The Stars My Destination - Alfred Bester

1956 sci-fi about revenge and teleportation. Still inventive nearly 70 years later.

Overall: 5 out of 5 stars
Performance: 5 out of 5 stars
Story: 5 out of 5 stars

Published in 1956 (as Tiger! Tiger! in the UK, after the Blake poem) and still more inventive than most sci-fi I've read in the last few years. It's loosely a reworking of The Count of Monte Cristo set in the 24th century, when humans have colonised the solar system and learned to teleport.

Gully Foyle, the lead, is an uneducated spaceship survivor left stranded when the Vorga spots his distress signal and chooses not to pick him up. The revenge that follows turns him into something vengeful, brutal, and often a complete bastard. Bester makes him work anyway. You don't root for him exactly, you just can't look away. He starts the book marooned in space and ends it as something much stranger.

There's a rape scene, we can't shy from that. The book cuts before showing it, but doesn't sanitise the aftermath. The damage Foyle does to Robin Wednesbury stays visible across the rest of the story.

The jaunting premise, teleportation across visual range capped at around a thousand miles, is the other star of the book. Bester actually does the homework on it: how economies adapt, what happens to prisons, what it does to cities, what it does to a war between the Inner Planets and the Outer Satellites. The kind of "what if" most sci-fi waves off in a paragraph, and Bester sits with for a whole novel.
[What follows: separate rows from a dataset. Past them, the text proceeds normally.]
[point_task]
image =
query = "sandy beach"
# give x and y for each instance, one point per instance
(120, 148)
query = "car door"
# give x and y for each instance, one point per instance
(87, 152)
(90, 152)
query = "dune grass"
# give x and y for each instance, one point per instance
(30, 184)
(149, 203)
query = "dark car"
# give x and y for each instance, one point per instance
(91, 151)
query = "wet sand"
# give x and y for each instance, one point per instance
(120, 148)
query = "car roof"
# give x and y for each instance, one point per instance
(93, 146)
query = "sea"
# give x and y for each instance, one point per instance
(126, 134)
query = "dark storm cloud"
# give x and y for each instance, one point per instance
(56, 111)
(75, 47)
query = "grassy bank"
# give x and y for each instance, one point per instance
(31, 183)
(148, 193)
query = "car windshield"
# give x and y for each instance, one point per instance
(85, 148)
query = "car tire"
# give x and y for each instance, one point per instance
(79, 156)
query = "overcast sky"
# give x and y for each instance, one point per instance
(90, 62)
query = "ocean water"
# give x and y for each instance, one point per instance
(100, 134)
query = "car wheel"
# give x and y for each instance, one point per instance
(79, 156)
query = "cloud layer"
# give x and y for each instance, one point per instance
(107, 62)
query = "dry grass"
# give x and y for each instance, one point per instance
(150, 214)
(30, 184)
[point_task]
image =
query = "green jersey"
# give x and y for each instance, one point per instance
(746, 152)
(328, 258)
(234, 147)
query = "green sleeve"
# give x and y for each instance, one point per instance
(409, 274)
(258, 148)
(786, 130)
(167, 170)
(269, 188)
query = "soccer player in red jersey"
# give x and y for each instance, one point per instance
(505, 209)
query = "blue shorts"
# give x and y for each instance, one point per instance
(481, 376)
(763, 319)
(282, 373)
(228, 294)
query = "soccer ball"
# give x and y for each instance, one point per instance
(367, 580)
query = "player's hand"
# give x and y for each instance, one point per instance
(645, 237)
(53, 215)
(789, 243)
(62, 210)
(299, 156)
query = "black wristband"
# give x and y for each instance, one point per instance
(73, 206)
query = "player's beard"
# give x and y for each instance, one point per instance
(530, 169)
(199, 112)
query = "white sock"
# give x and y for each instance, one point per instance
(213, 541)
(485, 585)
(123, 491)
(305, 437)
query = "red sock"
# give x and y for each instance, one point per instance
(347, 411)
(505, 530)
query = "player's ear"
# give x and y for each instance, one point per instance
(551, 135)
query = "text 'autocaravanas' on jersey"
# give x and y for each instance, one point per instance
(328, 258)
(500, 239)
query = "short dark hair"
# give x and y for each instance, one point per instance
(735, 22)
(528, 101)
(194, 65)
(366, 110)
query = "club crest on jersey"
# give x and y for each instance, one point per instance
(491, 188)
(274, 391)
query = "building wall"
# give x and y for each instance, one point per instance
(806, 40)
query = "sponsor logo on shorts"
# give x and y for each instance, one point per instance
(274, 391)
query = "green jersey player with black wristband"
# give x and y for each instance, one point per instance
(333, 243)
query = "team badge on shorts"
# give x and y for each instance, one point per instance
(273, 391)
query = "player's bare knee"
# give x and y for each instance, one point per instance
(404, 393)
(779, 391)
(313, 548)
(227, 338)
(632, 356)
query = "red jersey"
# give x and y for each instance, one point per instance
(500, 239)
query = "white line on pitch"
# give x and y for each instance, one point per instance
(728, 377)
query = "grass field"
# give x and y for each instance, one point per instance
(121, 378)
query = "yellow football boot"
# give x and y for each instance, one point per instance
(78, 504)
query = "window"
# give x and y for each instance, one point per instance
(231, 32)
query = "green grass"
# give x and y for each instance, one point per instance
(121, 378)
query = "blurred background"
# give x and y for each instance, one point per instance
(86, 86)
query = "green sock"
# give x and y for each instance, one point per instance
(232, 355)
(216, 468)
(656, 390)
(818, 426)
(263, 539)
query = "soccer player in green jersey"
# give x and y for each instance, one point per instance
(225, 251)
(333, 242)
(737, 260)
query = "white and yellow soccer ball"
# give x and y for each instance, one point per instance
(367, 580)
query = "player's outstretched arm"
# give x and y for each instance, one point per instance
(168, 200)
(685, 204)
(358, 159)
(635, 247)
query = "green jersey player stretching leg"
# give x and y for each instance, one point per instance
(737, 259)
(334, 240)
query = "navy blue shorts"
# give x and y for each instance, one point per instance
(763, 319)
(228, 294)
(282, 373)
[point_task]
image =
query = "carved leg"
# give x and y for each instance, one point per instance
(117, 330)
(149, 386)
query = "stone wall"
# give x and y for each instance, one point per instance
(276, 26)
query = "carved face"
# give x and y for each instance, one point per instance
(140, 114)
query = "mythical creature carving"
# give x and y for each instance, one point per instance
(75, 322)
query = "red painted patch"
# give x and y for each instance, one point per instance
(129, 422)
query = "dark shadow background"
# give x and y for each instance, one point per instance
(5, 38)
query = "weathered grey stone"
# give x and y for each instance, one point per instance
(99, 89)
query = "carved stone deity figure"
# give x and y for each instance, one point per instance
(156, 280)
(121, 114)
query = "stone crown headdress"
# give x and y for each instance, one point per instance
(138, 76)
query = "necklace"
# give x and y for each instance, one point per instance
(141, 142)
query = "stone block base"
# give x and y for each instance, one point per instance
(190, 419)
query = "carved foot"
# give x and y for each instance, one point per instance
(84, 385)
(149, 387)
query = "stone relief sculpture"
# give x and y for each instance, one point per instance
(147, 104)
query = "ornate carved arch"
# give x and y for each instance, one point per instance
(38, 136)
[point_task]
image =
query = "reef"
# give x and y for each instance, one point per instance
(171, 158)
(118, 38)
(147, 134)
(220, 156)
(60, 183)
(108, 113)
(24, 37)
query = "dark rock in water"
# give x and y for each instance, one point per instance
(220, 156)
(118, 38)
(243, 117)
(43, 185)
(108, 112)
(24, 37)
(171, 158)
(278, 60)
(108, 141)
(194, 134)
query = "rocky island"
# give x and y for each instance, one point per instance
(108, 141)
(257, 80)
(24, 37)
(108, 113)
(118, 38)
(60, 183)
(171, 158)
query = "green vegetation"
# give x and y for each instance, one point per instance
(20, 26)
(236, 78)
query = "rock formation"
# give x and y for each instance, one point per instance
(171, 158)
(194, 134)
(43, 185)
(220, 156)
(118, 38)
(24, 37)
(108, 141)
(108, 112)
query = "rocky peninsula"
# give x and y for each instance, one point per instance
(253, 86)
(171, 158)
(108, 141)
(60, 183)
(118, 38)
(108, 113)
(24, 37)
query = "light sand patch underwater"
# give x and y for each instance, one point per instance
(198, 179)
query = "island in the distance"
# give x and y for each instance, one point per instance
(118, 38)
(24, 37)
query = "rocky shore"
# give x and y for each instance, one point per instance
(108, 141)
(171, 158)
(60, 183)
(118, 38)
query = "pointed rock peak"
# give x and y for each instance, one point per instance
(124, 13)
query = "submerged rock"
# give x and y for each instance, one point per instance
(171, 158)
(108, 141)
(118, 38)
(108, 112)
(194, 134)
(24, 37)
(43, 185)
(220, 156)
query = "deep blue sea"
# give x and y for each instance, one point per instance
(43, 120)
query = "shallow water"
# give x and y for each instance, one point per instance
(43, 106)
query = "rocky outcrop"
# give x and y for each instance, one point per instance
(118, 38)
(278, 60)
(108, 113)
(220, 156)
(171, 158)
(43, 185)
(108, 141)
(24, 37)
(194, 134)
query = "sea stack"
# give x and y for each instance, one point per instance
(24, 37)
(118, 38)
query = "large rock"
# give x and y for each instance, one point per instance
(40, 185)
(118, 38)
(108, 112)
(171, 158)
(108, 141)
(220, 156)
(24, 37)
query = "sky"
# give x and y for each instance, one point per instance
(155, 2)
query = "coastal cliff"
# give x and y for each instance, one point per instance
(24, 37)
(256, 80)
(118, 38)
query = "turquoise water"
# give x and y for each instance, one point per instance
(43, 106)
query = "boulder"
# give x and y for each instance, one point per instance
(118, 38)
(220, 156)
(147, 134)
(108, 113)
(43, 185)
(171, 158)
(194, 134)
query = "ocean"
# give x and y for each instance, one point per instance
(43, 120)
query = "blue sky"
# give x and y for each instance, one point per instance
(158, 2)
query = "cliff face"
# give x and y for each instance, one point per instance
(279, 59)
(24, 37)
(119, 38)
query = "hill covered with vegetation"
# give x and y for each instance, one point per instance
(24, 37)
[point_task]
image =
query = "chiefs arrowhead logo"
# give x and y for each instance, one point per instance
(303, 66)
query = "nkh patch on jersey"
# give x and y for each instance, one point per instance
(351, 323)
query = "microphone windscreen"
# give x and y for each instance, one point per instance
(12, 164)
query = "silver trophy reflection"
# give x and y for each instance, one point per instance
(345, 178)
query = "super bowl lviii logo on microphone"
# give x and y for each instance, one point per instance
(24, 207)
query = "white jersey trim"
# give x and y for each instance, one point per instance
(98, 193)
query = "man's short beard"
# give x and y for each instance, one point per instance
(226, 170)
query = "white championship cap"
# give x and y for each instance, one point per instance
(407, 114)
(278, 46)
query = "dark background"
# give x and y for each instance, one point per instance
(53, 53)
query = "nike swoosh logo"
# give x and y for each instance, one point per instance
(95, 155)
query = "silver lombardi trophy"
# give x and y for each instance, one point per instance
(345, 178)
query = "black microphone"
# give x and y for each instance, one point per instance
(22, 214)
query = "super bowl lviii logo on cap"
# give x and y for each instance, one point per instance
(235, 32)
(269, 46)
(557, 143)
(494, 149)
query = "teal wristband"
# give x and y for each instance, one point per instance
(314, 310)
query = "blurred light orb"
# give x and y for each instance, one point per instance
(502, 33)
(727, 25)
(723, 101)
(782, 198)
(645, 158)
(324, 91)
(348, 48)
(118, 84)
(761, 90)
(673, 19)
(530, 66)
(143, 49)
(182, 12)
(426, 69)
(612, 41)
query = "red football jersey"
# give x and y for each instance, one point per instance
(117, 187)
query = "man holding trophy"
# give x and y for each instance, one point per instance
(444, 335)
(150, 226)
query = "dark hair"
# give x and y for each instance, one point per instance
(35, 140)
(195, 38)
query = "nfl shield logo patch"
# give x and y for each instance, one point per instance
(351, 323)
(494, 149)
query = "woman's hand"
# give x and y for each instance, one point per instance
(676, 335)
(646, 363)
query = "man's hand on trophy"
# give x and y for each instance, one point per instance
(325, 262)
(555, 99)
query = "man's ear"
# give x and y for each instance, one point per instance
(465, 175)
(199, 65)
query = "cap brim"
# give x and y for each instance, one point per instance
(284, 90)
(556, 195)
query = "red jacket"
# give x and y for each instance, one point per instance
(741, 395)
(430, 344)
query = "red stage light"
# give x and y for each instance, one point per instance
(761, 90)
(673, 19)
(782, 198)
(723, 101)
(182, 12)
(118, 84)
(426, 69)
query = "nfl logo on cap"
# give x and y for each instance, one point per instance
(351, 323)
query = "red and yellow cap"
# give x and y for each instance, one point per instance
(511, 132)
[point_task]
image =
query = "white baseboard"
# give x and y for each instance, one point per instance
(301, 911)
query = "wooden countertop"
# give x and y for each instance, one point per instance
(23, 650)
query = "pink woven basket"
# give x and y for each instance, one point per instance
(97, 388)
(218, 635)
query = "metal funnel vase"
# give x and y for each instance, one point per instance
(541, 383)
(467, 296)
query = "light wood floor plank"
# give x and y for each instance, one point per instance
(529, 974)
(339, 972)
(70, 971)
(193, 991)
It's short, around 250 pages, and there's no fat on it. The final act swerves into typographic experimentation, with fonts changing mid-page to evoke synesthesia and language growing more sophisticated as Foyle does. By the time you hit it, the swerve feels earned rather than indulgent.

If you've never read it, the audiobook is a good entry point. Neil Gaiman called it "the perfect cyberpunk novel" decades before cyberpunk was a thing, and it's held up better than it has any right to.